At the time of writing, England are a statistical near-certainty to qualify for the 2022 World Cup finals. A draw against San Marino in their last match will secure a place in the finals as winners of their qualifying group, from which they’ve dropped just four points while remaining unbeaten. But having got there, another fight is looming, and it doesn’t look like a fight that the England players can win.
Everybody already knows just how contentious the decision to stage the finals in Qatar has been, and several other European teams have already made their stance on the matter clear, with players from Germany, the Netherlands and Norway being particularly vocal on the subject. Their protests earlier this year have only intensified the pressure on England’s players to join them.
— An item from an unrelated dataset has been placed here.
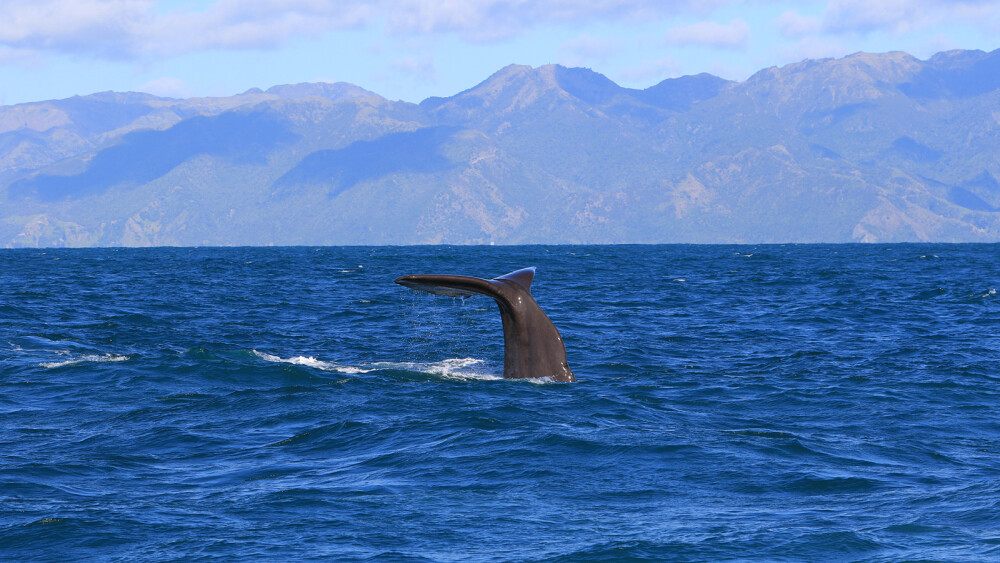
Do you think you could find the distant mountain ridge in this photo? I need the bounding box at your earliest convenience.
[2,48,1000,246]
After the Albania match, Conor Coady spoke out on the subject to indicate that England’s players are now looking to make a statement of their own, saying that “a conversation hasn’t been had yet because we’ve always said – obviously we are seeing quite a lot in the news at the minute – that we make sure we do our job first”, and it’s hardly surprising that the players should have a desire to speak out. After all, the current generation of England players have, to varying degrees, made having a social conscience part of their collective identity.
But what can they realistically achieve, and what difference might it all make? The answer to that question probably depends on whether you take their concerns in good faith or not. There will be some who will argue that the only protest that would bring about meaningful change would be to boycott the tournament altogether, and there is absolutely no indication that might happen. After all, that decision could have been made prior to the qualifying competition, saving the cost and inconvenience of two years’ worth of trekking across the continent to play matches.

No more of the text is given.